Red flags include: If headline employment falls between zero to 200,000 and if unemployment rates jump by 0.2 or more percentage points.

He said: 'I'm concerned that it looks more like a start of a depression, since we've already seen a 0.2 percent increase [in unemployment] between January and February.' If we have another, it will start to add.

He added that a decrease in the number of hours worked per week could also indicate a decline in supply to such an extent that businesses were forced to reduce hours.

Industries at Risk

Most economists still expect a recession to occur later this year. According to new research by the Conference Board, even though the recession is most likely to be "short and superficial," it will still affect certain industries more than others.

This week, the business membership and research organization launched the Job Loss Risk Index. It estimates which industries may suffer the greatest employment losses in a recession.

The organization found that the most at-risk industries are information services, transportation, warehousing and construction.
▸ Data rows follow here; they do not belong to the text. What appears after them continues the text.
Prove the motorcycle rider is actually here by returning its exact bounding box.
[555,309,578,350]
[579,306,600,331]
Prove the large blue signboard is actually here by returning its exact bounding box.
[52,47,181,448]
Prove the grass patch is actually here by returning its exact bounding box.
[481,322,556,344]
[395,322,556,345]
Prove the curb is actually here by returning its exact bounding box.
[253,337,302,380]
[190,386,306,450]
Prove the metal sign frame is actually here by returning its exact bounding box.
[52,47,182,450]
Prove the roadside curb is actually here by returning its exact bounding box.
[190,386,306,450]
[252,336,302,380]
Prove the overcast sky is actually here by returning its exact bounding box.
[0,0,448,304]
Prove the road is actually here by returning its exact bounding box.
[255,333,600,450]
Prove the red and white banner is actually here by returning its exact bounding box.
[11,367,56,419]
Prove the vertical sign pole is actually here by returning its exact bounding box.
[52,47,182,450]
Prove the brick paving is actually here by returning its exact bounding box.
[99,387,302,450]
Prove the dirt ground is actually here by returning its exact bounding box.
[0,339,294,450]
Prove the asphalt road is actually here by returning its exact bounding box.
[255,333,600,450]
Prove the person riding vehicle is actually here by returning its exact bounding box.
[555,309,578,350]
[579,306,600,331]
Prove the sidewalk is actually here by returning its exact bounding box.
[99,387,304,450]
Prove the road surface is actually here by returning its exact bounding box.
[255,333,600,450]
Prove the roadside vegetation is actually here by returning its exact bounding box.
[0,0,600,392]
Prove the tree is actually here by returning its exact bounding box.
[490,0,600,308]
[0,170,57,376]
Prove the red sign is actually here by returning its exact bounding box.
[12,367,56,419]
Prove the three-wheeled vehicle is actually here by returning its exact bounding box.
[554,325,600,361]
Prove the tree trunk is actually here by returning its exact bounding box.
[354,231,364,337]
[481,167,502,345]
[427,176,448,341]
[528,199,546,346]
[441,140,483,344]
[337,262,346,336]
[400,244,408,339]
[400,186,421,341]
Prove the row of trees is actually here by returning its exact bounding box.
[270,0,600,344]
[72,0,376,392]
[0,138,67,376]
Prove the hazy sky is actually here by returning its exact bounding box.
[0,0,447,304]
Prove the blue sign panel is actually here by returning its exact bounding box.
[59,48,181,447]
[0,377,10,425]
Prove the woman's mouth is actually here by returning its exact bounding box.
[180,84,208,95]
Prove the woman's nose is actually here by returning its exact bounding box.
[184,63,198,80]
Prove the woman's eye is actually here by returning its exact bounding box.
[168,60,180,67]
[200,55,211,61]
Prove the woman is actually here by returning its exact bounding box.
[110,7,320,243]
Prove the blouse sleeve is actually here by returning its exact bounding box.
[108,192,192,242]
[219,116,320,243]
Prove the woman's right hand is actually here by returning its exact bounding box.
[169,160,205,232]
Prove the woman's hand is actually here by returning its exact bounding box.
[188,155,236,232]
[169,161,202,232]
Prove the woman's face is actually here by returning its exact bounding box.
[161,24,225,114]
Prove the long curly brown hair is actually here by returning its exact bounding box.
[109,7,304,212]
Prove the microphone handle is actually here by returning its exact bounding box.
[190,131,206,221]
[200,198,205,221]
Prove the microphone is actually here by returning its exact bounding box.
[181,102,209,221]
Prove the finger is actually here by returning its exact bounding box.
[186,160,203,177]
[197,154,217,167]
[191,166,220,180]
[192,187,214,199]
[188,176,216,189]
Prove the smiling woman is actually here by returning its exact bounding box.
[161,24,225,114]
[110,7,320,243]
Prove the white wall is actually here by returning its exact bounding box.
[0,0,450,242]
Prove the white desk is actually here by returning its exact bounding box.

Telework and E-commerce boomed as employment in these industries soared during the pandemic. This has changed as people are now back to work, and their spending is shifting to industries that provide services. High interest rates have also made borrowing expensive and hurt industries like housing.

Next, industries with a high risk are: manufacturing, wholesale trade, repair and personal services. Industries classified as'very low or low' risk include: private educational services; health care; public sector employment; retail, food service, arts and entertainment.

What it means for future rates

The Fed will release April data on May 5, so Friday's report will be the final monthly snapshot of employment before its next policymaking meeting, which will take place May 2-3.

The Fed will probably approve a third quarter-point increase in rates in May even though the March report is likely to show continued slowing of the labor market, notably in wage growth and job creation. This was the conclusion reached by Oxford Economics' lead US economist Nancy VandenHouten in a Tuesday note.

She wrote that 'the moderation will not be enough to convince Fed that the labor market conditions have eased enough to return to its 2% inflation target'.

Oxford Economics predicts a quarter-point increase in rates at the Fed's meetings of May and June. However, the second projection is less certain due to the banking sector stress.